Court wrangle over Rwanda flights will carry on for weeks as charities are handed extra time to fight against immigration policy

  • Court hearing delayed until September as campaigners say they need more time
  • Detention Action says it has secured a postponement to the judicial review
  • The first removals flight to Rwanda was called off at the 11th hour on June 14
  • Any further attempt at flight to Kigali unlikely to take place until mid-September

Priti Patel’s Rwanda asylum policy is likely to be stalled for weeks because charities obtained fresh legal delays last night.

A court hearing due to begin next Tuesday has been put off until September after campaigners argued they needed more time to prepare.

Detention Action, which campaigns to stop foreign nationals being deported from the UK, announced it had secured a postponement to the judicial review at the High Court.

The first attempt at a removals flight to Rwanda under the deal had to be called off at the 11th hour on June 14, after the European Court of Human Rights intervened.

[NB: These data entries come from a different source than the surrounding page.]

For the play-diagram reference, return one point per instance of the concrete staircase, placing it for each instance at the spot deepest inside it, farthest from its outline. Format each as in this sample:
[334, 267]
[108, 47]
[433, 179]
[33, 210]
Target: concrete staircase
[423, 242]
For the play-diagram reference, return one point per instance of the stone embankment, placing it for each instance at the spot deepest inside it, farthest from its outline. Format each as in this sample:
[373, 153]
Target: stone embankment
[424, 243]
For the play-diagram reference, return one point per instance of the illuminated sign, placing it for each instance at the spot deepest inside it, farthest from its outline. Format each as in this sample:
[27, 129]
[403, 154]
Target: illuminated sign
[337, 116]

A Strasbourg judge used little-known powers to block the flight even though a series of senior UK judges had refused to intervene. 

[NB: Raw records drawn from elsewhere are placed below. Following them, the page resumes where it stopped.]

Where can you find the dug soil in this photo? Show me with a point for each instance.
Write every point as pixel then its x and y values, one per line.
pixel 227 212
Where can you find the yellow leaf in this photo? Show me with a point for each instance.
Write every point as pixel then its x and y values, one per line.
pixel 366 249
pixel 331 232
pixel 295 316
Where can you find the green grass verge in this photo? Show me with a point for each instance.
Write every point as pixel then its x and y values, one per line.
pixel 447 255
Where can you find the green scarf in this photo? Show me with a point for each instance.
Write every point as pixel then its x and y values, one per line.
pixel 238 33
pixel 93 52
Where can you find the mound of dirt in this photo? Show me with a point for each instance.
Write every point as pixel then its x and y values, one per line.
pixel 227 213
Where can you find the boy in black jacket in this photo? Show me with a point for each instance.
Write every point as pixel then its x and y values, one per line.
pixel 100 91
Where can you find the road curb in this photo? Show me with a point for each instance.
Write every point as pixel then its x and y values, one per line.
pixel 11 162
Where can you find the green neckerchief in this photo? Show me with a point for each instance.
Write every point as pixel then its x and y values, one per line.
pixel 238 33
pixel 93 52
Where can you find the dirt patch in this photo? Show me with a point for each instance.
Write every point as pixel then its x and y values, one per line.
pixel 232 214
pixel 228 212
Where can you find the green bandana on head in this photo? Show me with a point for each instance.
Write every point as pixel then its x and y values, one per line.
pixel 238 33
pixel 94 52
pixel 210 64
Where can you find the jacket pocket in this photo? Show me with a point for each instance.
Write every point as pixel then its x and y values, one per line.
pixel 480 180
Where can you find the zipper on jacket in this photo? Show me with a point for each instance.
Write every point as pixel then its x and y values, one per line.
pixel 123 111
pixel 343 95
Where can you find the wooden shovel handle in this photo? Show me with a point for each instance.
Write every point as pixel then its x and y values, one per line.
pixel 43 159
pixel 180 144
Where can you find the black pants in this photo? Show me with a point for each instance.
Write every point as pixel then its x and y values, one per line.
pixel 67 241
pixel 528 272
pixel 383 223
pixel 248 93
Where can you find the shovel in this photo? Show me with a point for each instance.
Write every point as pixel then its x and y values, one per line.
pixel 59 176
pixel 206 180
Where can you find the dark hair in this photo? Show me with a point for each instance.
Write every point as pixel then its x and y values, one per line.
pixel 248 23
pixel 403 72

The European court said no removals could take place until the legality of the Rwanda policy had been properly scrutinised by British courts.

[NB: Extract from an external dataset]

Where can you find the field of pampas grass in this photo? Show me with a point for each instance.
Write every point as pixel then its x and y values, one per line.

Delays to the judicial review – in which campaigners are expected to argue the policy breaches the European Convention on Human Rights and the Refugee Convention – mean an interim injunction granted by Strasbourg will remain in force.

Priti Patel’s Rwanda asylum policy is likely to be stalled for weeks because charities obtained fresh legal delays last night

A group of people thought to be migrants are brought in to Dover, Kent, onboard a Border Force vessel following a small boat incident in the Channel on Monday 

Any further attempt at a removals flight to Kigali is unlikely to take place until mid-September – after the Conservative party leadership contest.

The legal challenge is also being brought by the migrant charity Care4Calais and the Public and Commercial Services union, which represents thousands of Border Force staff.

The Home Secretary’s plan will see migrants who arrive in the UK by ‘irregular’ routes – typically across the Channel in small boats – handed a one-way ticket to Rwanda to claim asylum there rather than in this country.

A spokesman for Detention Action tweeted: ‘The Divisional Court has agreed to adjourn our legal challenge against the Rwanda removals policy until September. This is a win for due process and fairness.

‘Individuals affected and our legal teams now have the time they need to prepare their substantial case. 

‘Until the lawfulness of the policy is fully tested in the courts, this Government should not attempt any forced removals to Rwanda, as they have threatened.

‘We also call for all people seeking asylum targeted by this policy to be released from detention, with proper support.’

The charity is run by Bella Sankey, who is campaigning to be a Labour candidate at the next general election. 

At least 50 migrants are in immigration centres after being told they were being processed for the next Rwanda flight.

Care4Calais tweeted: ‘The Rwanda plan is brutal. Given the more humane and effective options available is this really what we as a compassionate country want to do?’

A group of migrants launched an audacious bid to reach Britain yesterday. Rather than selecting an isolated spot on the French coast, the group set off from within sight of Grand-Fort-Philippe, near Dunkirk.

At least 30 people carried the black rigid inflatable boat down the beach before casting off. 

It is not known whether they were among the 130 picked up and brought to Britain by Border Force vessels yesterday.